In 2020 the trust managed the NHS Nightingale Hospital North East at the Centre of Excellence for Sustainable Advanced Manufacturing as part of the response to the COVID-19 pandemic.

==Staffing==
In September 2015 it was reported that the trust was facing a staffing crisis because its plans to recruit more Filipino nurses were frustrated by the points-based immigration system. 85 applications for tier 2 certificates of sponsorship were rejected between June and September 2015. The NHS Employers Organisation wrote on behalf of the trust, and nine others similarly placed, to the Home Secretary, Theresa May complaining that about 1000 applications had been rejected in six months, and anticipating that a further thousand would also be rejected. The Home Office responded by saying that over 1,400 tier 2 certificates of sponsorship had been issued to nurses since April 2015, but 600 had been 'returned unused.' Nurses were removed from the Shortage Occupation List on 6 April 2015, and the pay of most nurses is not sufficient to gain priority under the points based system.

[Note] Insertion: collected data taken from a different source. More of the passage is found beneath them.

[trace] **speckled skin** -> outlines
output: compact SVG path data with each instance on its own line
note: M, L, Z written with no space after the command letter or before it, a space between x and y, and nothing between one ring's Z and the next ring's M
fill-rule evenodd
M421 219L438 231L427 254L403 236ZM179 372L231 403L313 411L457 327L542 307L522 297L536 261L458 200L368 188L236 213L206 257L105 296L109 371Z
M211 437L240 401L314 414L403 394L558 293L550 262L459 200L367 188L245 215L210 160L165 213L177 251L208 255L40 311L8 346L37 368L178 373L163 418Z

It was named by the Health Service Journal as one of the top hundred NHS trusts to work for in 2015. At that time it had 11,847 full-time equivalent staff and a sickness absence rate of 3.95%. 85% of staff recommend it as a place for treatment and 69% recommended it as a place to work.

==Controversy==
On 12 January 2017 the Board of NUTH announced that Chief Executive Sir Leonard Fenwick had been placed on extended leave. A disciplinary panel was then convened, after an investigation was carried out into claims of bullying and abusive behaviour. It was claimed that Fenwick had tried to force the resignations of two consultants, who were caught having sex with junior members of staff on hospital premises. The dismissals were stopped by the trust's chair, Kingsley Smith, and non-executive director Bryan Dodson, and after a subsequent 20 minute hearing the two consultants were advised that they could keep their jobs. However, during the investigation allegations and issues were raised against Fenwick by different sources, which resulted in the Board commissioning an investigation and report by an outside HR specialist. This report led to a two-day disciplinary hearing, which found "allegations relating to inappropriate behaviour, use of resources and a range of governance issues, which were proven." Fenwick appealed against the decision, but a second independent panel again found the allegations proven, and resultantly Fenwick was dismissed on grounds of Gross Misconduct.

NUTH added that "Due to the serious nature of the issues the trust was required to report a number of concerns to NHS Counter Fraud and Security Management Services, known as NHS Protect. As a result it would be inappropriate for the trust to make any further comment on this matter."